Kış sözünün Orta Asya halklarında telaffuz şekli kıs tır. Kıs, kısılmak ile aynı manaya gelir. Kış gelince soğuktan insanlar kısılır kalır. Bahar mevsimine ise Azerbaycan dilinde yay denilir. Yaylanmak, yayılmaktan gelen bu kelimenin, kısılmayı yani kışı takip etmesi dikkat çekicidir. Kışın kısılan insan ve hayvanlar, baharla birlikte yayılmaya dağılmaya başlar
sevmiyorum işte.
sevmiyorum olum.
lan üşüyorum.
bakkala gidene kadar götüm donuyor.
elimi yıkasam ellerim buz kesiliyor.
sigara içmek için arabanın camını açsam kafam üşüyor.
montla gezmek, pantolonun altına içlik giymek.. bunlar adamı yoran şeyler.
sırf karizmam çizilmesin diye gömlekle dolaşıyorum, sonra burnum akıyor.
soğuğun erkekliği olmaz derler ya, harbiden doğru.
en kralını dize getirir valla.
özellikle karlarla kaplı bir kış düşüncesi, dünyanın en mutlu insanı yapabiliyor sizi. sadece muhteşem karları yağarken görmek bile, ruhunuzu gölgeleyen onca düşünceyi kapıdışarı edebiliyor ve yerine manyakça bir huzuru bırakabiliyor. üstüne, bir de kış şarkıları atın. bu''anathema'' olabilir. playliste'nizde ''dreaming light'' yada ''one last goodbye'' tavsiyemdir , sıcacık bir kahve veya bir fincan sıcak çikolatayla, dunyanın nasıl birden bire değişip harkulade bir yer olduğunu gözlerinizle görün. şahsen ben, yılın bu vakti, berbat düşüncelerden kurtulmayı sayesinde başarmış, eldorado yollarına düşmüş durumdayım.
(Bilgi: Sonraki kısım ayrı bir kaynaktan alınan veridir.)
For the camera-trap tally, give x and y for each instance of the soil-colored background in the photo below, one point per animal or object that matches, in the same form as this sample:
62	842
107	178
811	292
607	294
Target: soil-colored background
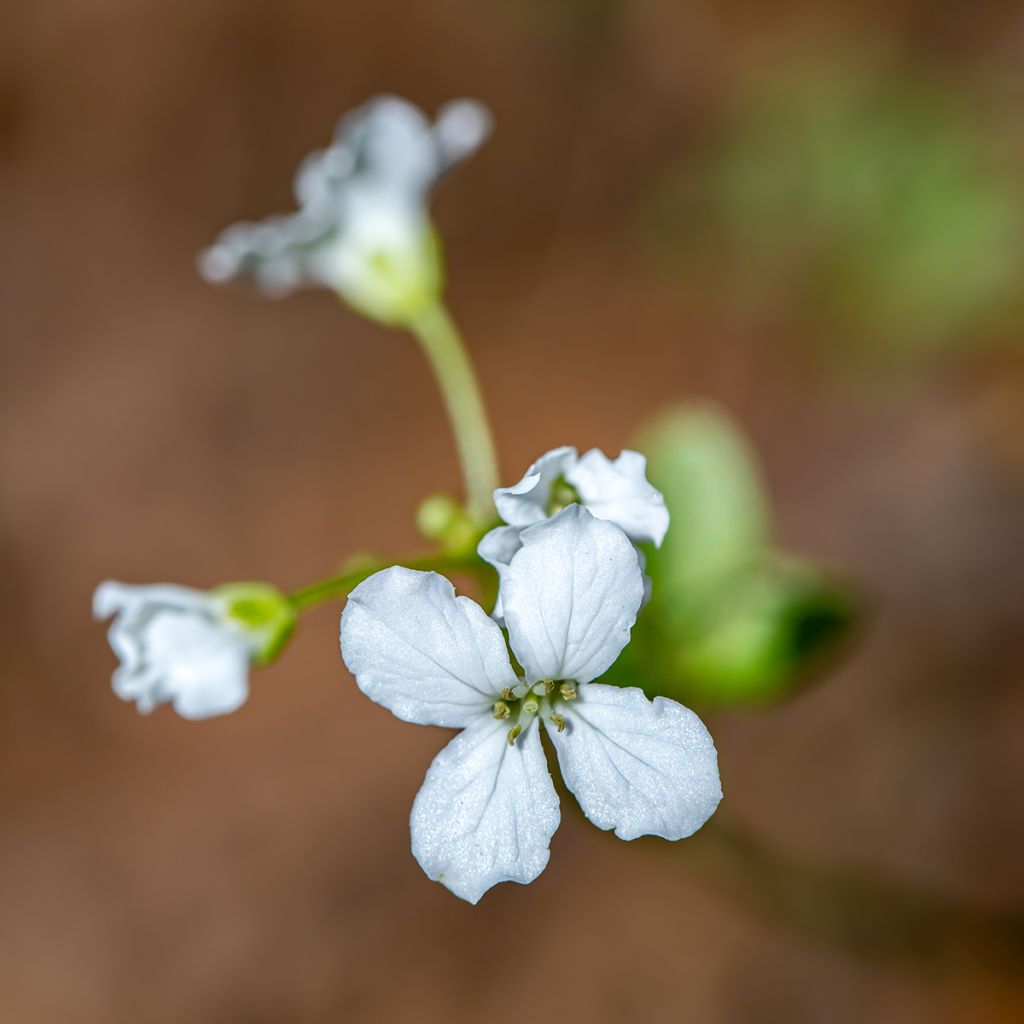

öyle benziyoruz ki birbirimize.. bu gibi dışarıya, cama, suratlarına keskin nefesler üflüyoruz, çarpıyoruz soğukla bir bir yüzlerine, ellerine.
kaçışıp çekiniyorlar doluya tutulmayalım diye, sonra zamanı gidiyor kızın, öyle özlüyoruz ki birbirimizi?
sırf daha rahat baharlarımız sevişsin diye, sokakta feda ediyoruz birbirimize kanımızın iç ısıtan sıcaklığını..
söylesenize, kış deseydi ki "bahar yüreğimdedir." diye, kim inanırdı ona?
aralık, ocak ve şubat aylarıyla özdeşleşen bir mevsim. etrafı bembeyaz karların kapladığı, tabiatın uykuya daldığı, kuşların güneye göç ettiği, kenar mahallelerdeki evlerin bacalarından siyah duman çıktığı, soğuk mu soğuk bir mevsim.